The Behaviors That Separate Levels ── Eight-Dimension Anchors and Boundaries

Someone says "that person is an L3." But what did they look at to decide L3? Through part six we settled that a level (the assessment step we call L) is not decided by self-report but computed from evidence of actions actually performed. This time we turn that evidence into a table: which statement corresponds to which level. What separates levels is neither title nor a smooth way with words. Only the type of "what they actually did," drawn out concretely in the interview, decides the level.

A level is a reading off a position

First, a quick check of terms. This assessment measures ability with two rulers. One is abstraction, alpha: how deep the thinking behind the action was. Did the person follow the wording, or reason from principle? The other is scope, sigma: how wide the reach was. Just the case at hand, or applied to another field too? Through part six, we encoded a person's account into bands (steps) on these two rulers and derived a position.

The level L is just a single value read by placing that position on a diagonal line (the "main road," where both rulers have grown about equally).

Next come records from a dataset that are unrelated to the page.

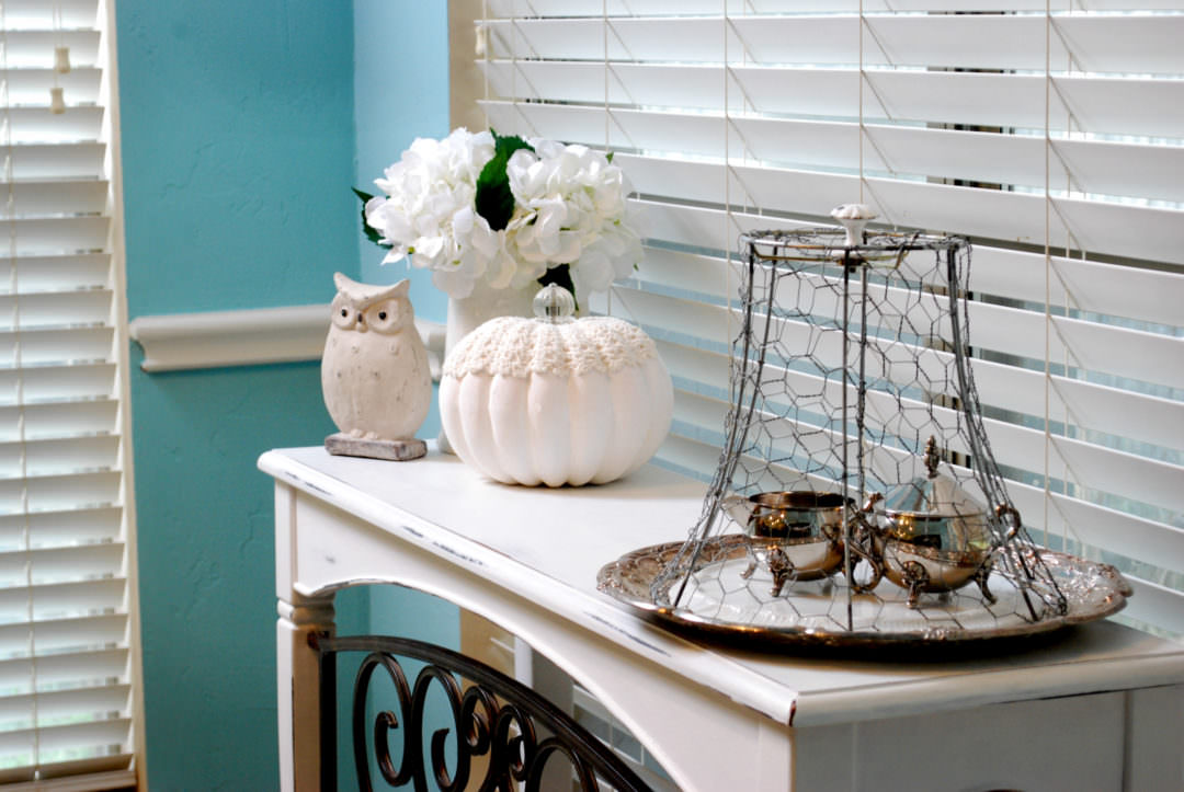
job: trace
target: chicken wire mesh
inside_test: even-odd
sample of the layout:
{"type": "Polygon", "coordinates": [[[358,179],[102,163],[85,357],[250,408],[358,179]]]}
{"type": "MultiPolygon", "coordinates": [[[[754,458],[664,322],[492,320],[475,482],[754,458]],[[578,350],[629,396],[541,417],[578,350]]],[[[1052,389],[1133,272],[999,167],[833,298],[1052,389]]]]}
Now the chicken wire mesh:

It is like a health check producing one index from height and weight. So before debating "what is an L3," we first fix the link between position and level. We call this the generic schema, a common reference table usable for any ability. Using a common form, we avoid measuring the eight abilities with eight different rulers. Why standardize? Because if the ruler differs per ability, the standard drifts from assessor to assessor.

The reference points are four spots on the diagonal. Alpha and sigma both 0 gives L1, both 1 gives L2, both 2 gives L3, both 3 gives L4. Real people sometimes fall off this diagonal (all theory and little experience, or the reverse, experience-bound but unable to state a principle). The handling of that "lean" belongs to part six; here we first internalize the plain types on the diagonal. With the plain types in mind, an off-diagonal person can be read as "which ruler grew and which stalled."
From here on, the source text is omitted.